Above we see the highest neighbourhoods in Seattle (Pioneer Square, Central Business DistrictFauntleroy) and lowest neighbourhoods (Rainier Beach, Olympic Hills, South Delridge)

**3- Popular Airbnb Homes**

**Business Understanding**

Are hosts who have a high review score rating charging renters more? Figure out if Hosts, with higher review rating score, are charging renters a higher price.

**Data Understanding**

Since we need to do a price comparison between listings, we need a way to calculate a price value irrespective of the number of bedrooms, bathrooms etc. One way to do that would be to calculate price per accommodation. The data offers information on price and accommodation, therefore we'll create a new columns 'price_per_accommodation' and fill it with price/accommodation.

In [None]:
host_response_vals = df_listings['host_response_time'].value_counts()
(host_response_vals/df_listings.shape[0]).plot(kind="bar");

**Model Data**

Our analysis will be for the following review scores: 7, 8, 9, 10. Let's see if there is a correlation between hosts with high review rating and price of listing.

In [None]:
# Calculate price per accomnodation for each listing
listings['price_per_accommodation'] = listings['price_val'] / listings['accommodates']
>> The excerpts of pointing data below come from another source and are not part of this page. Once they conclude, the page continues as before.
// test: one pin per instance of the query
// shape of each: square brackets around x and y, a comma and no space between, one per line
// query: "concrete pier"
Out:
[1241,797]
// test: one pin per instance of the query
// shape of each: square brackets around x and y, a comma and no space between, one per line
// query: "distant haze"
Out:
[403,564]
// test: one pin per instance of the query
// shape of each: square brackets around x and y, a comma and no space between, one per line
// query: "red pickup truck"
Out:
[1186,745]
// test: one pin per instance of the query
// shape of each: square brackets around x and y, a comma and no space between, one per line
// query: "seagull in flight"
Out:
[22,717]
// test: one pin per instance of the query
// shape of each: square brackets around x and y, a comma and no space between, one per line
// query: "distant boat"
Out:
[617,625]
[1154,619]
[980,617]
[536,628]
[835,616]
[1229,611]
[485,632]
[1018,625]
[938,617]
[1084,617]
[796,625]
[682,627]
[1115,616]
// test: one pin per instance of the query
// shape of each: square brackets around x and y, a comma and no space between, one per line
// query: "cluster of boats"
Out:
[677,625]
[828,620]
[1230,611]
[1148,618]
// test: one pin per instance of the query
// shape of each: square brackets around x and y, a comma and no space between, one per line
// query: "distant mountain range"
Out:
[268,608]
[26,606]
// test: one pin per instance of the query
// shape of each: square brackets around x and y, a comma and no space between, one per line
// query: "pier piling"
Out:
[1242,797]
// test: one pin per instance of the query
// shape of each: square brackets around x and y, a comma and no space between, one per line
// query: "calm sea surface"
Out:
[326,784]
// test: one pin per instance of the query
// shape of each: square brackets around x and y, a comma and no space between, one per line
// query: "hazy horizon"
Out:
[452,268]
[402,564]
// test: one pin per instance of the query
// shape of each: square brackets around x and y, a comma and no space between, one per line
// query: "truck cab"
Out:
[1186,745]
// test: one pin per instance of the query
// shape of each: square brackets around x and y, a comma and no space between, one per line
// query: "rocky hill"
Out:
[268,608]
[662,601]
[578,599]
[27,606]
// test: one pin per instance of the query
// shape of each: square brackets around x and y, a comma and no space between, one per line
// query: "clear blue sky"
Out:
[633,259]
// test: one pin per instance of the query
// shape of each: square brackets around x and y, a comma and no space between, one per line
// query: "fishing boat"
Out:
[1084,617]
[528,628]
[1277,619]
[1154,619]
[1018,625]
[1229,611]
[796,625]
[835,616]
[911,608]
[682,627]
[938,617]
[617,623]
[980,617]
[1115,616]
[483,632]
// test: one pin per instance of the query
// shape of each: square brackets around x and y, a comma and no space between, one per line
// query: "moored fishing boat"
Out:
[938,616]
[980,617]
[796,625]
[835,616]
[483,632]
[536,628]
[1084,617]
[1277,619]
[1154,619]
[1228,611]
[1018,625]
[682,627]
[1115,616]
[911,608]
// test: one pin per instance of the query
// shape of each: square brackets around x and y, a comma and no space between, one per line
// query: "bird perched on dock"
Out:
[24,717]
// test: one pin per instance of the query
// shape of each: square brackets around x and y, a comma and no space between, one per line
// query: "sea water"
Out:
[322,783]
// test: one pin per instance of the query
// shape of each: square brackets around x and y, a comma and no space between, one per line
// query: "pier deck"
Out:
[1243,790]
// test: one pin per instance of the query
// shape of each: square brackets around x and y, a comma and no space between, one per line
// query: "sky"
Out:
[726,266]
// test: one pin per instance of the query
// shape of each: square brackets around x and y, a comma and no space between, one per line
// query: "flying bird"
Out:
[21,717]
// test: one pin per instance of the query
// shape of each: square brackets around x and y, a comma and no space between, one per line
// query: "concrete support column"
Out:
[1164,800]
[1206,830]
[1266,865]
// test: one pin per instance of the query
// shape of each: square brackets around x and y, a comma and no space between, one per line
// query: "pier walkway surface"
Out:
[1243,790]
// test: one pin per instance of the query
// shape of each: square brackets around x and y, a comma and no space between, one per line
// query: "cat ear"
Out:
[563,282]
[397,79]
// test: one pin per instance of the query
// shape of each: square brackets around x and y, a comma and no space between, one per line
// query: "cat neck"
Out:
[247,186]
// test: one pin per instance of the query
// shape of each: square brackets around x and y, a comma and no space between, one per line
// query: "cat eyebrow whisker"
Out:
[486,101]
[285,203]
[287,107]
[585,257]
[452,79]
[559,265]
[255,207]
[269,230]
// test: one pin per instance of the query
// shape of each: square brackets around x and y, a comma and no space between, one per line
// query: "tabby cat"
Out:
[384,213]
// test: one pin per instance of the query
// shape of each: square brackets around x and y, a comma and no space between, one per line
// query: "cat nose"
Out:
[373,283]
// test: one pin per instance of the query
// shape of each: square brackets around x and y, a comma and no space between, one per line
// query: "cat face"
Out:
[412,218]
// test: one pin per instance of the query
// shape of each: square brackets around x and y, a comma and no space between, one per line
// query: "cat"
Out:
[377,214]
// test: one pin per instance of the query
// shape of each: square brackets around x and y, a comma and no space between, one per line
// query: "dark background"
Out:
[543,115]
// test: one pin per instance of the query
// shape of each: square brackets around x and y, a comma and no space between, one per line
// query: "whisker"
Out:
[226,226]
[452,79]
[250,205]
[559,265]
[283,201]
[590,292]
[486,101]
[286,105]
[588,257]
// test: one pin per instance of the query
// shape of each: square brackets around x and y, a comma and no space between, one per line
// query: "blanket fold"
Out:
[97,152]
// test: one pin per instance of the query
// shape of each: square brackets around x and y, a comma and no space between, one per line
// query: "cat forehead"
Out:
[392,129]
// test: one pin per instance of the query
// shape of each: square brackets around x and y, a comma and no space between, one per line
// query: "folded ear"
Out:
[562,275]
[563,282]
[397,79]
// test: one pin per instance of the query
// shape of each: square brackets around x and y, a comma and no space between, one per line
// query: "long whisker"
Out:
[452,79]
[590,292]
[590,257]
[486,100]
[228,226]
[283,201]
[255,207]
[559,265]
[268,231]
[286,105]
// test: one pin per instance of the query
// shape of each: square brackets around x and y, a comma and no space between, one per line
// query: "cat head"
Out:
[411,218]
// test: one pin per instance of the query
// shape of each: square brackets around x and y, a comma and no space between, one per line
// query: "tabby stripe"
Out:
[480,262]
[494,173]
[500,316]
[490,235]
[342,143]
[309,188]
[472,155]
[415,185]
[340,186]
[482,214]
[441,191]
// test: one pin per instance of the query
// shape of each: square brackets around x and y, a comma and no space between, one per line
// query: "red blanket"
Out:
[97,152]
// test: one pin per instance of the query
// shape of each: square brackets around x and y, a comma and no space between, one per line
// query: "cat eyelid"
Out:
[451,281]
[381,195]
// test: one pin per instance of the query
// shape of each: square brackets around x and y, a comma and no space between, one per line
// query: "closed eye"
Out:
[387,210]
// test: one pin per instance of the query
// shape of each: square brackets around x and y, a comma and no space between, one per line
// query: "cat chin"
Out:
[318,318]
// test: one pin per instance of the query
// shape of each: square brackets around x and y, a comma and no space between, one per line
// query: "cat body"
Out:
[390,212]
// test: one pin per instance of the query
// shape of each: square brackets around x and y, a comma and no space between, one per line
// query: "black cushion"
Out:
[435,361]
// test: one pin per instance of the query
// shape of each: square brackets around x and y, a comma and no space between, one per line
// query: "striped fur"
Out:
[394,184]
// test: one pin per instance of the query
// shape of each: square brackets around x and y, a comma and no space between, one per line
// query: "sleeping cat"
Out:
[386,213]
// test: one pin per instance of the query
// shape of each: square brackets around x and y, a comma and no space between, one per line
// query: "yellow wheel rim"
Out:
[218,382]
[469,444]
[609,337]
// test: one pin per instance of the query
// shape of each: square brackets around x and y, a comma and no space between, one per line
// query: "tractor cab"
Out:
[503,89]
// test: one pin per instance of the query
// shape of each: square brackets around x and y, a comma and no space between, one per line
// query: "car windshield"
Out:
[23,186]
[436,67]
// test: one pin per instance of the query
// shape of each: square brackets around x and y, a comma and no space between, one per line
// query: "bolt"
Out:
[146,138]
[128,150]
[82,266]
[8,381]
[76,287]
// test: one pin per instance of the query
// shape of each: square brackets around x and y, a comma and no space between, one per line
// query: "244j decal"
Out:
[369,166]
def get_prices_for_review_score(df):
    """Return mean prices for review score values
    df - DataFrame on which to retrieve prices"""
    prices = np.zeros(4)
    
    for i in range(4):
        review_score = 7 + i
        prices[i] = df[(df['review_scores_value'] == review_score)]['price_per_accommodation'].mean()

    return prices

prices = get_prices_for_review_score(listings)
reviews = ('7', '8', '9', '10')
reviews_pos = np.arange(len(reviews))

plt.plot(reviews, prices)
plt.xticks(reviews_pos, reviews)
plt.xlabel('Review scores value')
plt.ylabel('Price per accommodation')
plt.show()

**Results**

We can see that there's an upward trend in pricing as review score values increase. Hosts who've received higher review scores are charging more.